Refugees Are Turned Back And A Rembrandt Goes Missing In Suspenseful 'Heretics'
You might say that Heretics, a sprawling novel by celebrated Cuban writer Leonardo Padura, has been in the works since the early 1990s. It was back then that Padura began writing a series of books featuring an ex-police detective in Havana named Mario Conde. Funny and philosophical, Conde, like the sharpest of detectives, devotes more time to investigating the mysteries of his own society than he does to investigating crime.
Padura also writes "straight" literary fiction, too, including his much-praised 2009 historical novel about the assassination of Leon Trotsky called, The Man Who Loved Dogs. Which brings us to Heretics, where Padura has upped the ante.
For over 500 tightly packed pages here, Padura manages to sustain his signature tone of wry, elegant cool as he juggles the demands of a story that oscillates between Cuba in the 1930s and the present, with a long central stop-over in the Amsterdam of the 17th century.
This historical narrative is spliced together with a mystery tale featuring the radiant return of detective Conde. Like Viet Thanh Nguyen's novel The Sympathizer, which won both last year's Pulitzer Prize and The Edgar Award given by the Mystery Writers of America, Padura's Heretics spans and defies literary categories. All of which would only be of ho-hum technical interest if Heretics weren't also an arresting novel about fanaticism, anti-Semitism and the long fall-out of a decades-old moment of political cowardice.

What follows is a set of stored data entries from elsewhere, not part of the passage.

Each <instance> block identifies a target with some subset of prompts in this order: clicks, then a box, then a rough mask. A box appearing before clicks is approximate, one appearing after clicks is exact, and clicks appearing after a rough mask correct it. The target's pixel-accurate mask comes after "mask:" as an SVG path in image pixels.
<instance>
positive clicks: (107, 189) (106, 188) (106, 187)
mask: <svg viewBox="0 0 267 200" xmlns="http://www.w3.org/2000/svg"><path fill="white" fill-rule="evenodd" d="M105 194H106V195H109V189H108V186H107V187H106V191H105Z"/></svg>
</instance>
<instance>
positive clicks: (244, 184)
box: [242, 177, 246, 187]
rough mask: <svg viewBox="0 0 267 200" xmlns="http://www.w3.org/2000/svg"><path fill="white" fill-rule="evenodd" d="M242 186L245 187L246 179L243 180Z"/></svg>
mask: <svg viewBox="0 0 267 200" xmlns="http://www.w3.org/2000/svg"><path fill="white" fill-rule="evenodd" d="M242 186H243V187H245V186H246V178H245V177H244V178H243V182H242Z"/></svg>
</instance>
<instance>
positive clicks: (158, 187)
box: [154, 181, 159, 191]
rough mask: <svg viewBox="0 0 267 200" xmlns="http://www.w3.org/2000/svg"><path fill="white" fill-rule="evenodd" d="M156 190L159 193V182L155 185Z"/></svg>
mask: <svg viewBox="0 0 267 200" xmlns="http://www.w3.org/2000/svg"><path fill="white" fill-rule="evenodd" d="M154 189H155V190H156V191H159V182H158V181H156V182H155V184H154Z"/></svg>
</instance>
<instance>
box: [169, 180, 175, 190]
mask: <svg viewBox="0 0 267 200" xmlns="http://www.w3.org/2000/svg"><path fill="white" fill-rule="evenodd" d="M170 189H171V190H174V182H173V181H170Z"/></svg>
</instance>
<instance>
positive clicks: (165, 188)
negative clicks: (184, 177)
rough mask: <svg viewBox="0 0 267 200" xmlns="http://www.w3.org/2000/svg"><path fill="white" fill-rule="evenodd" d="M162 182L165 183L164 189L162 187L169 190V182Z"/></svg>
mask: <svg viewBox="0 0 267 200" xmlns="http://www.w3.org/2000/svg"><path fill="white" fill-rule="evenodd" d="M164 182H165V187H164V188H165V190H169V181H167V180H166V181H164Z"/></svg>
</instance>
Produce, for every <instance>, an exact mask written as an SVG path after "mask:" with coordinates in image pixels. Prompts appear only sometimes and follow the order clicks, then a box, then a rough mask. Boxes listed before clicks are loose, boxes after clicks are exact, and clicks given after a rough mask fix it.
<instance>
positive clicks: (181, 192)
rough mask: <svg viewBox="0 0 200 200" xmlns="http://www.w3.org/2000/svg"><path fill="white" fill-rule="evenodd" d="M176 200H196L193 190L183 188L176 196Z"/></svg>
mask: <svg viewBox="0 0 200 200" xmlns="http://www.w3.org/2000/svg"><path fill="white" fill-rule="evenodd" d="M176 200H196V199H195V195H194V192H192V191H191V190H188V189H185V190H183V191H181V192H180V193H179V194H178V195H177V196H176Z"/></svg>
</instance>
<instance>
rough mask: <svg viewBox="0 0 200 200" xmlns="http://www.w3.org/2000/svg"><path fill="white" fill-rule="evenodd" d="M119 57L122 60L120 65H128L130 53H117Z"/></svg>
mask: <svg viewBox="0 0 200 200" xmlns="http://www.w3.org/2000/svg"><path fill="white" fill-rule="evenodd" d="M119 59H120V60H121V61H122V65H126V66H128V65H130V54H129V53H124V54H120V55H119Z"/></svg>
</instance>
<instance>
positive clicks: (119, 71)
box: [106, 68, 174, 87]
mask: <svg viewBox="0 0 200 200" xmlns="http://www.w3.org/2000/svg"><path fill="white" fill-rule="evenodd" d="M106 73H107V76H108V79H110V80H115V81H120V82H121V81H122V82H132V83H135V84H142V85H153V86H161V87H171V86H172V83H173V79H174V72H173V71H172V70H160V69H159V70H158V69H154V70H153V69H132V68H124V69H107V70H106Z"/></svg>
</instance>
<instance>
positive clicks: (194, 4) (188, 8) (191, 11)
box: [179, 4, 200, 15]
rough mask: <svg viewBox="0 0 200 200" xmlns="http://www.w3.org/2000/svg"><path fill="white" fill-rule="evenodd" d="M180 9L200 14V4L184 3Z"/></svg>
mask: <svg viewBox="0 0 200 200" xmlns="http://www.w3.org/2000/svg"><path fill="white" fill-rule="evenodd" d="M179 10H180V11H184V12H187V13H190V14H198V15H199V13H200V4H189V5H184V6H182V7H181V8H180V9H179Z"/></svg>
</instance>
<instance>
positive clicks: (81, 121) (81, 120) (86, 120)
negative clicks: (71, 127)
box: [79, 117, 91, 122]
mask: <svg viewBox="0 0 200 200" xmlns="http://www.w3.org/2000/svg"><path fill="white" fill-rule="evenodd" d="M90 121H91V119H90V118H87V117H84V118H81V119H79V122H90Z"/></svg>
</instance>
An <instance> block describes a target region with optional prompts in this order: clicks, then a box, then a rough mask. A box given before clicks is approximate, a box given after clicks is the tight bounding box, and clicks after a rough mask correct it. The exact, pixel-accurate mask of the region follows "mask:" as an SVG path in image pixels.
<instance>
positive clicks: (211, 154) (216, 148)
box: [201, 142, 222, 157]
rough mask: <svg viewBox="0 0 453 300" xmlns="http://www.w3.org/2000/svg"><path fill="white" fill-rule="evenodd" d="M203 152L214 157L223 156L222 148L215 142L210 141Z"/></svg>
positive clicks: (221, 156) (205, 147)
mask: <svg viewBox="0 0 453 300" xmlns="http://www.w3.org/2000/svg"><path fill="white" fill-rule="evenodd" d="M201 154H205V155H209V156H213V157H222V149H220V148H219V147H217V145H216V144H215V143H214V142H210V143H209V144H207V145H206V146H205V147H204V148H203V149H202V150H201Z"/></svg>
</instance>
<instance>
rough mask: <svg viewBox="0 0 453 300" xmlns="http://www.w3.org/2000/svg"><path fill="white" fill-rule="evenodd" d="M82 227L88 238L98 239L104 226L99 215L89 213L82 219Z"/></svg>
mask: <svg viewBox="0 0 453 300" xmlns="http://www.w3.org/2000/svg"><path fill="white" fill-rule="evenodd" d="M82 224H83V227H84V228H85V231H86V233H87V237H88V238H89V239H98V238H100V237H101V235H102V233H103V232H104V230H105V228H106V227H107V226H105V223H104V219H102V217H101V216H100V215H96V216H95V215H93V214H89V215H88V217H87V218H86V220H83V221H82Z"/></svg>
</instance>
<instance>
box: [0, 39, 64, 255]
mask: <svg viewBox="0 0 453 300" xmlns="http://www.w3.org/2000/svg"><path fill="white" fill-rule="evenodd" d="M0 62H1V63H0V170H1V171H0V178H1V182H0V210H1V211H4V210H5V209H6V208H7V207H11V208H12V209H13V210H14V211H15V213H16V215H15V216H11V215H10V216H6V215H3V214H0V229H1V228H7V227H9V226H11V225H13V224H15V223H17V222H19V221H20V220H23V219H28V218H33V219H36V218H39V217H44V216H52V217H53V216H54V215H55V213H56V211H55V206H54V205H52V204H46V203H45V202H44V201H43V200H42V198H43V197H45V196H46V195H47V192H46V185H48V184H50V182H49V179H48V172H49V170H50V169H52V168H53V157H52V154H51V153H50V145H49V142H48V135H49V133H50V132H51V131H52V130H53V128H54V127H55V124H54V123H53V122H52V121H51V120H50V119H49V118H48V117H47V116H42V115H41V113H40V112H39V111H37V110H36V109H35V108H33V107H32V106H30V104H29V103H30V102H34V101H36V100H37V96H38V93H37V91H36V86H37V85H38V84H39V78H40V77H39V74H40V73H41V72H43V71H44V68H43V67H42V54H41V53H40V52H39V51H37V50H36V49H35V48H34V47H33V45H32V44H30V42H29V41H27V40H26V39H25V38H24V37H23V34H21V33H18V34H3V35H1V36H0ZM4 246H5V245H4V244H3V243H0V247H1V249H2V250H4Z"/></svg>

Heretics opens on that notorious moment, which took place in Cuba in 1939. A young boy named Daniel Kaminsky has been living with his uncle in Havana ever since his parents got him out of Poland. On the morning of May 27, Daniel's parents and his younger sister are due to arrive in Havana, along with 934 other refugees from Europe. They're sailing on the S.S. Saint Louis, a boat, as Padura says, that was "loaded [down] with Jews and trust."

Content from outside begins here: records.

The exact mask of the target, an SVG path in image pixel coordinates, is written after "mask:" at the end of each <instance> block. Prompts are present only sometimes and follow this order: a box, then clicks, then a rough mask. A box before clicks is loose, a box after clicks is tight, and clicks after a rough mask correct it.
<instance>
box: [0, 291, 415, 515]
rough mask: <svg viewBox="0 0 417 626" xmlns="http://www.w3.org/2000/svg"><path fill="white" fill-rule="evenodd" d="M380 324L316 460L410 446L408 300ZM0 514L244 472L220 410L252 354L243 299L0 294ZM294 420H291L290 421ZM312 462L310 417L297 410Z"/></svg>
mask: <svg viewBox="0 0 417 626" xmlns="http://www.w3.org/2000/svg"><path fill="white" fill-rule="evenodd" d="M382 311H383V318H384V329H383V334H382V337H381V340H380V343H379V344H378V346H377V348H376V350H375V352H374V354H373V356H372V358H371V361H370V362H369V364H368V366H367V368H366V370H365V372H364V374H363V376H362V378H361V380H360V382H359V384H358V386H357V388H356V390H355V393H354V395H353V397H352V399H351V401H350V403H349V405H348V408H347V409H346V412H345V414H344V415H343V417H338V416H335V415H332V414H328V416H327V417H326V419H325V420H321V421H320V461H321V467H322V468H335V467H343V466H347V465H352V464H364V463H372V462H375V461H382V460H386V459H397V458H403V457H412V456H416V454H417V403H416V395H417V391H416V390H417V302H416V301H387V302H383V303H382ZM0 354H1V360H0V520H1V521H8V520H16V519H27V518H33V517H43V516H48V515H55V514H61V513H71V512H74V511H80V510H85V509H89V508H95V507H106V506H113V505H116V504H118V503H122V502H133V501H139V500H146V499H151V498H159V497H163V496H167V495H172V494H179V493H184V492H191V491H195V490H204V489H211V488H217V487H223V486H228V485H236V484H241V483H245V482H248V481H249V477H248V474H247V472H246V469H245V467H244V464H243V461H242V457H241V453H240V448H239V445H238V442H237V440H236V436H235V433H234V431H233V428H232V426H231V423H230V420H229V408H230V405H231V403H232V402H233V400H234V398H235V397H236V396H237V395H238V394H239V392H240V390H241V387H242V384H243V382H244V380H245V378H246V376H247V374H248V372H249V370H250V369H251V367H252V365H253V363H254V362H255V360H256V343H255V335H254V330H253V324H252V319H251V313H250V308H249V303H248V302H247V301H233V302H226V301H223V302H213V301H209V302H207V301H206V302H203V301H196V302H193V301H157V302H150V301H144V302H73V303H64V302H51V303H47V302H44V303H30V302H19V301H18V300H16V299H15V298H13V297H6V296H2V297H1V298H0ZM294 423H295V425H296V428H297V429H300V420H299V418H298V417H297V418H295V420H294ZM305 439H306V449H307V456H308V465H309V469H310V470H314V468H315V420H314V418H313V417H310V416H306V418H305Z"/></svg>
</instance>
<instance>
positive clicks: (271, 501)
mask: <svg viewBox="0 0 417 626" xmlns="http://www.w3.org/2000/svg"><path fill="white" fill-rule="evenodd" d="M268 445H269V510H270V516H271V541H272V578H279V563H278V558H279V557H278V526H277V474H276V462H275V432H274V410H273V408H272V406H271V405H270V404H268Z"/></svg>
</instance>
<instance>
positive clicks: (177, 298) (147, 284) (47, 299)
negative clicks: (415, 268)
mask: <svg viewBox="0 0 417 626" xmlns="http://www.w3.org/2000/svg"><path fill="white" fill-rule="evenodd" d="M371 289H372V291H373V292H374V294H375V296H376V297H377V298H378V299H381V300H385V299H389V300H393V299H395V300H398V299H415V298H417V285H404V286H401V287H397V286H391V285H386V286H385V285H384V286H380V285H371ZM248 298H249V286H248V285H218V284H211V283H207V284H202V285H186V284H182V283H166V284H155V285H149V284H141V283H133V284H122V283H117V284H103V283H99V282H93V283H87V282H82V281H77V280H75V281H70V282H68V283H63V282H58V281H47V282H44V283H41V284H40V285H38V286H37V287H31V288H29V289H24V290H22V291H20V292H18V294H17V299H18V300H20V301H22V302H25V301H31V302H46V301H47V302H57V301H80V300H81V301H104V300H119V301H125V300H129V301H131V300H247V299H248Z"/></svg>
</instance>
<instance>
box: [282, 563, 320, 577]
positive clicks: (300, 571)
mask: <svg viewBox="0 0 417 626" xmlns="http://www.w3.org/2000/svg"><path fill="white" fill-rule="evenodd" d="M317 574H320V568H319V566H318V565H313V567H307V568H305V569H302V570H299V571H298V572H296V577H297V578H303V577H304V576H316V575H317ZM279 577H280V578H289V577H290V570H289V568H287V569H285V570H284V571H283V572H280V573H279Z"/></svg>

Here's Padura's description of the scene at the dock where the Saint Louis sat in bureaucratic limbo:
The port would soon become a sort of grotesque carnival. ... [T]he thousands of Jews living in Havana, ... , had camped out on the docks, ... [B]usinesses and stands had gone up selling food and drink, ... fans and flip-flops. ... The most lucrative business ... was the rental of boats aboard which people with relatives on the passenger ship could get as close to the vessel ... as police and navy launches would allow, to see their family members there and ... to convey some message of encouragement.

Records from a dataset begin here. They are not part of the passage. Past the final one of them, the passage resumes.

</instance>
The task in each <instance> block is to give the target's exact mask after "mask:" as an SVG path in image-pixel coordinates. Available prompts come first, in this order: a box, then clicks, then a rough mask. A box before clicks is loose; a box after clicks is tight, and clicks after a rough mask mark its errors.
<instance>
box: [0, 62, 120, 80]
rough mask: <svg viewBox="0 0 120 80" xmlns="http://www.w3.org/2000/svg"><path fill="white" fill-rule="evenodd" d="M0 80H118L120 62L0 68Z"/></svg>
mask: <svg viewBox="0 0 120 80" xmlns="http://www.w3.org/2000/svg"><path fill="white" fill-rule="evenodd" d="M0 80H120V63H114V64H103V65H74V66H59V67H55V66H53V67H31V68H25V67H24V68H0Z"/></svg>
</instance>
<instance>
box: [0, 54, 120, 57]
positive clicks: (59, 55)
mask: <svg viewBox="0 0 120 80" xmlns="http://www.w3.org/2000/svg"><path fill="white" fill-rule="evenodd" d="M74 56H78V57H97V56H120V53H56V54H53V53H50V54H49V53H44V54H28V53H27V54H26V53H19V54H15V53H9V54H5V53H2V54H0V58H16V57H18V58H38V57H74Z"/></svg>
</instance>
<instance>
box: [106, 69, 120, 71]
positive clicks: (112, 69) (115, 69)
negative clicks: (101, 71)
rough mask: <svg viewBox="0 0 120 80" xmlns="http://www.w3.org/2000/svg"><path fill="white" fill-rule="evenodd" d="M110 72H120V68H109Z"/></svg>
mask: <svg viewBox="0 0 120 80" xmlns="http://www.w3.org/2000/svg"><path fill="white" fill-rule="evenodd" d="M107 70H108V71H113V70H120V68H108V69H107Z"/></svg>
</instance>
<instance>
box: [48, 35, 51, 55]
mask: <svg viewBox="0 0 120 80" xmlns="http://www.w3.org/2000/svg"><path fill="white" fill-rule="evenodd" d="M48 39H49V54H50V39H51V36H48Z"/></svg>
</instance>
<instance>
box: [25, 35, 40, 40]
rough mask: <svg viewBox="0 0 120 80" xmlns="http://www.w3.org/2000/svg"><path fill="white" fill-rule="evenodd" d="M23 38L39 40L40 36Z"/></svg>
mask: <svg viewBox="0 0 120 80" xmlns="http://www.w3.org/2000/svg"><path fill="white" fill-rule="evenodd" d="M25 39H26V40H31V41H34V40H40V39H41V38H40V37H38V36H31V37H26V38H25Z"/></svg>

Daniel's parents remain optimistic because they carry something with them that they can barter for their freedom: a Rembrandt portrait of Christ. But on June 2, The Saint Louis was ordered to leave Cuba and Daniel watches, stunned, as his family along with the other passengers sail out of the harbor and toward, what will be for many, death. At that moment, Daniel renounces Judaism, decides he's "Cuban and that's it" and thus becomes a "heretic."
The intricate plot revolves around that missing Rembrandt painting — detective Conde is hired some seven decades later to find out what happened to it. It's to Padura's credit that he writes with such gusto, most readers will forget that his novel is built on the old "missing painting" cliché.
Indeed, it's that powerful word "heretic" that's the most crucial link among the many stories here. We hear murmurs of that word in the central tale, set in Rembrandt's studio in Amsterdam where a Jewish apprentice blasphemously poses for that portrait of Christ.
Much later, we also hear the word "heretic" coming out of Conde's mouth as he walks down a street in Cuba in 2008 and surveys teenagers, dressed as Goths, punks, and "emos." Conde, who's in his 60s, thinks resignedly of these young Cubans as the "most remarkable tip of the iceberg of a generation of certified heretics," left with no slogans or politics to believe in.
Cloaked within familiar narrative conventions, Padura's ingenious novel is something of a heretic itself: by turns playful, dark, and moving, it traces the great psychic costs — and rewards — that come from nestling so deeply into dogma that nothing is permitted to trigger doubt. This was the great theme of classic works of the fascist and communist 20th century like, of course, Orwell's 1984. We were supposed to have awoken from those nightmares. But, as Padura reminds us, perhaps we haven't.